I wish to get a certificate to use with Postfix running on CentOS 6. The server does NOT have any kind of web server installed. I do have a web server, but it is running on a different computer.

My domain is:

I ran this command:
certbot-auto --agree-tos -m --standalone certonly -d

It produced this output:
Saving debug log to /var/log/letsencrypt/letsencrypt.log
Plugins selected: Authenticator standalone, Installer None

Would you be willing to share your email address with the Electronic Frontier
Foundation, a founding partner of the Let’s Encrypt project and the non-profit
organization that develops Certbot?
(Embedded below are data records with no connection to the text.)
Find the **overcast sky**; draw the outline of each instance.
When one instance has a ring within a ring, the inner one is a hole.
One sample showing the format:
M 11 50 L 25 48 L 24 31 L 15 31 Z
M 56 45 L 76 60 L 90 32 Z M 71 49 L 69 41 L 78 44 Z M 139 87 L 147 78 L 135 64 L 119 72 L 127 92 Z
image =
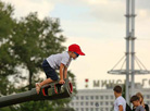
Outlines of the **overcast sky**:
M 125 75 L 107 73 L 125 54 L 125 0 L 2 1 L 14 5 L 17 18 L 29 12 L 38 12 L 40 18 L 60 18 L 67 38 L 64 45 L 78 44 L 86 53 L 70 66 L 78 89 L 85 87 L 85 78 L 89 78 L 89 88 L 93 79 L 125 79 Z M 150 70 L 150 0 L 136 0 L 136 54 Z M 150 79 L 150 75 L 138 75 L 136 82 L 141 83 L 142 78 Z

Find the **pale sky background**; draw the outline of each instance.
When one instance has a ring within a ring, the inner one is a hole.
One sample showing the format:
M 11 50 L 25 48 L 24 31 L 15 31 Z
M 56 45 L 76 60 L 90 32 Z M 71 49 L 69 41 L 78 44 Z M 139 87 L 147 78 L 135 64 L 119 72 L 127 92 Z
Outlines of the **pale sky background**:
M 125 79 L 125 75 L 110 75 L 111 70 L 124 55 L 126 36 L 126 0 L 2 0 L 15 8 L 15 17 L 38 12 L 59 17 L 64 44 L 78 44 L 86 53 L 73 61 L 70 70 L 76 75 L 77 88 L 85 88 L 85 78 L 92 81 Z M 136 55 L 150 70 L 150 0 L 136 1 Z M 121 65 L 120 65 L 121 67 Z M 42 74 L 43 75 L 43 74 Z M 150 79 L 150 75 L 137 75 L 136 82 Z M 147 82 L 148 84 L 148 82 Z

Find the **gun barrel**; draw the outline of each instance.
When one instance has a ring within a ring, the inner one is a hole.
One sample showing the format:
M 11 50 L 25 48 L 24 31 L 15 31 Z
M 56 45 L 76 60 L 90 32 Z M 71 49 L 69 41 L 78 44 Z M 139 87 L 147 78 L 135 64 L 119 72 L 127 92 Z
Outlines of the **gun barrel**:
M 35 88 L 25 92 L 4 96 L 0 98 L 0 108 L 11 106 L 11 104 L 22 103 L 30 100 L 36 100 L 36 97 L 37 97 L 37 92 Z
M 73 86 L 68 79 L 65 79 L 64 85 L 60 85 L 59 82 L 54 82 L 42 86 L 40 88 L 39 95 L 37 95 L 36 88 L 33 88 L 32 90 L 25 92 L 0 97 L 0 108 L 32 100 L 37 101 L 63 99 L 71 97 L 72 92 Z

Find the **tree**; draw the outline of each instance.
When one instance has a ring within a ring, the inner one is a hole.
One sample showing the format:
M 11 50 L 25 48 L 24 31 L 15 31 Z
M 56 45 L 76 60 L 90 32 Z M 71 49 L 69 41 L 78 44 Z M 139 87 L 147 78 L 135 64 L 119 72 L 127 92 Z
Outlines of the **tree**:
M 35 87 L 33 77 L 38 79 L 37 73 L 41 71 L 43 59 L 65 49 L 61 45 L 65 38 L 59 35 L 60 33 L 58 21 L 48 17 L 41 21 L 37 17 L 37 13 L 30 13 L 17 23 L 11 39 L 12 50 L 20 61 L 20 66 L 29 72 L 28 89 Z
M 16 21 L 12 15 L 13 7 L 0 2 L 0 95 L 21 92 L 35 87 L 36 82 L 42 81 L 39 78 L 42 61 L 50 54 L 66 49 L 62 46 L 65 37 L 58 18 L 39 20 L 37 13 L 30 13 Z M 23 75 L 22 70 L 28 73 Z M 10 76 L 13 76 L 14 83 L 10 82 Z M 68 72 L 68 77 L 76 89 L 74 74 Z M 23 82 L 27 84 L 23 85 Z M 58 111 L 68 107 L 70 100 L 30 101 L 2 110 Z
M 15 59 L 10 49 L 15 20 L 12 18 L 13 7 L 0 1 L 0 95 L 13 92 L 8 77 L 16 73 Z

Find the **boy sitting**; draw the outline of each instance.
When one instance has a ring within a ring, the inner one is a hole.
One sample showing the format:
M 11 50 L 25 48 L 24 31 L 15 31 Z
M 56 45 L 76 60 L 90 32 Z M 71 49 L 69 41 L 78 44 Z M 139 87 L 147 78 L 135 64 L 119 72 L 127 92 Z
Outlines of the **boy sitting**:
M 36 90 L 37 94 L 40 91 L 40 87 L 52 83 L 54 81 L 58 81 L 58 74 L 55 70 L 60 71 L 60 84 L 64 84 L 64 78 L 67 76 L 67 67 L 72 61 L 72 59 L 76 59 L 79 55 L 85 55 L 85 53 L 82 51 L 80 47 L 76 44 L 73 44 L 68 47 L 68 51 L 65 51 L 63 53 L 52 54 L 48 57 L 42 62 L 42 69 L 45 71 L 45 74 L 47 76 L 47 79 L 45 79 L 41 83 L 36 84 Z
M 130 102 L 136 107 L 135 111 L 145 111 L 143 107 L 140 104 L 140 100 L 138 96 L 133 96 L 130 98 Z

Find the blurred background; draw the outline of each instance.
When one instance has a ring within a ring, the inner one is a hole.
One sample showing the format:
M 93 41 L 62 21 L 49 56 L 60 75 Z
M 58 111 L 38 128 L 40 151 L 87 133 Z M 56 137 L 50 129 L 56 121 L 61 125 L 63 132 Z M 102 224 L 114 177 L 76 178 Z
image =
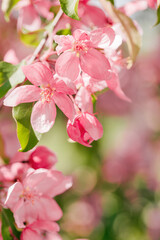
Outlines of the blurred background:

We’d like to send you email about our work
encrypting the web, EFF news, campaigns, and ways to support digital freedom.

(Y)es/(N)o: n
Obtaining a new certificate
Performing the following challenges:
http-01 challenge for
Waiting for verification…
Cleaning up challenges
Failed authorization procedure. (http-01): urn:acme:error:unauthorized :: The client lacks sufficient authorization :: Invalid response from "

404 Not Found

Not Found



  • The following errors were reported by the server:

    Type: unauthorized
    Detail: Invalid response from

    404 Not Found

    Not Found


    To fix these errors, please make sure that your domain name was
    entered correctly and the DNS A/AAAA record(s) for that domain
    contain(s) the right IP address.

  • Your account credentials have been saved in your Certbot
    configuration directory at /etc/letsencrypt. You should make a
    secure backup of this folder now. This configuration directory will
    also contain certificates and private keys obtained by Certbot so
    making regular backups of this folder is ideal.
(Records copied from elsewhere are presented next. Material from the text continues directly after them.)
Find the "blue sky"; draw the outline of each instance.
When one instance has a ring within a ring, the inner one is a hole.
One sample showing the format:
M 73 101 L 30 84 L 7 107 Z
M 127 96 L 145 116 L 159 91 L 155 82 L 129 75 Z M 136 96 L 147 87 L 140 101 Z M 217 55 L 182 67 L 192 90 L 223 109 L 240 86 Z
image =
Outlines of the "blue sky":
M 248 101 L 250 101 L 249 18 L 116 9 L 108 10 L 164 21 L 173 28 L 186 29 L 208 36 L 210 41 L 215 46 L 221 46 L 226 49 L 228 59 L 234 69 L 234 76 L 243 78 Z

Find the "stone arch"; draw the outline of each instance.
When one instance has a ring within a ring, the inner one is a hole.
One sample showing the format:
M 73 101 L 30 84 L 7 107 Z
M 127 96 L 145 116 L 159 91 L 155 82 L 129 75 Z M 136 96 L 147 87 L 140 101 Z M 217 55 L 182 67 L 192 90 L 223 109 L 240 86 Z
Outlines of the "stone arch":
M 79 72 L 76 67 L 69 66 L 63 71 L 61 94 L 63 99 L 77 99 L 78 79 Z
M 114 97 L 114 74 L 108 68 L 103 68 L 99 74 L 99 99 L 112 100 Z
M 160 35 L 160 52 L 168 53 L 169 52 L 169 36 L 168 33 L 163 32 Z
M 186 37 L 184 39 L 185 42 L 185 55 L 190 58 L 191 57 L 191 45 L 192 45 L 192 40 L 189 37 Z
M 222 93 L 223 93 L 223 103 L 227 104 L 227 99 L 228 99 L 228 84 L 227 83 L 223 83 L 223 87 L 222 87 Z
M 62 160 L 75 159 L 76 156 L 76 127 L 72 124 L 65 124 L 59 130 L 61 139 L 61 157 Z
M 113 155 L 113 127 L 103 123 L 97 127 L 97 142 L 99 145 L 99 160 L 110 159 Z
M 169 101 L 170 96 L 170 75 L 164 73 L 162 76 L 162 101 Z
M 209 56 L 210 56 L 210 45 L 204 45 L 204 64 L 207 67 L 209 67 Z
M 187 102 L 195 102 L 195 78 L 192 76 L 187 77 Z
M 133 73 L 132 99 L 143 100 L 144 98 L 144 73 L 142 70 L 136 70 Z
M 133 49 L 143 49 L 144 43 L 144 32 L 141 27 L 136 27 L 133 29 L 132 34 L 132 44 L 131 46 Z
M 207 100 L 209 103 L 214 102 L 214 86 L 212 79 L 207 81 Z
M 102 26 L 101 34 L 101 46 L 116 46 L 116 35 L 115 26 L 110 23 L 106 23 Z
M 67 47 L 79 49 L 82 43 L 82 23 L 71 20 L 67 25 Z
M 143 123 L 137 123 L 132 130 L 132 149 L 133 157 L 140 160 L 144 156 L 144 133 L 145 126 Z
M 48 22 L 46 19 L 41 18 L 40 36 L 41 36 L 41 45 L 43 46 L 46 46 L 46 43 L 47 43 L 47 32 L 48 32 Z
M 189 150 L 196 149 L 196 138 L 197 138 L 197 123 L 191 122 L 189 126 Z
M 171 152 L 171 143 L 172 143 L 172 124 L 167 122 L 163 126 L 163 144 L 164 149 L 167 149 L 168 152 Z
My web server is (include version): None. Not applicable, this is for Postfix

The operating system my web server runs on is (include version):
CentOS 6.9

My hosting provider, if applicable, is:

I can login to a root shell on my machine (yes or no, or I don’t know): Yes

I’m using a control panel to manage my site (no, or provide the name and version of the control panel): No

Both and appear to point to the same Apache web server. Regardless of whether the mail server is on that server or not, you’ll need to issue the certificate from where Apache runs.

certbot certonly -a apache -d

You’ll need to configure Postfix separately to use the certificate that you’ll get as a result. If you want, you can write a script that copies the certificate and restarts Postfix, and invoke it with Certbot by adding to the above:

--deploy-hook /path/to/

For what it’s worth, I believe Postfix support in Certbot is forthcoming. It has been merged but not yet released, as far as I know.

Hi az -

Yep, it makes sense that both servers point to the same address. They live behind a NAT box, so the public address must be the same. I use port redirection on the router to send ports 80/443 one way and port 25 the other.

I already have a Let’s Encrypt certificate on the web server (which runs CentOS 7). Can I use that same cert on the email server? I suspect not since the public hostnames are not the same.

On CentOS 6 there is no package for certbot. I downloaded certbot-auto instead. Will the postfix support be included in certbot-auto?

Thanks - Bill Gee

You can if you obtain a single certificate covering both names, which may be possible.

Yes, but it's not recommended to use it yet; instead, most users should currently manually configure Postfix to point at the certificate after issuance.

It's not impossible to work that out. You could configure the web server to reverse proxy requests for to the mail server. (Which would work when Certbot's standalone server is running, and fail with a gateway error the other 99% of the time.)

But when your HTTP-01 configuration is getting that complicated, usually it's a good time to switch to DNS-01. But that requires setup, and support from your DNS provider and ACME client.

Thanks for your replies. I think I will just be patient for a while, until the Postfix module for certbot is fully ready. My Postfix server is running fine as it is even without TLS enabled. It otherwise sounds very complicated.

Bill Gee

The Certbot Postfix plugin is only an installer - it doesn’t solve the validation dilemma in your scenario :frowning: . You will need to solve the problem of HTTP-01 or DNS-01 validation either way.

The standalone + reverse proxy setup is not that complicated, we can help you achieve it if you’re willing to try.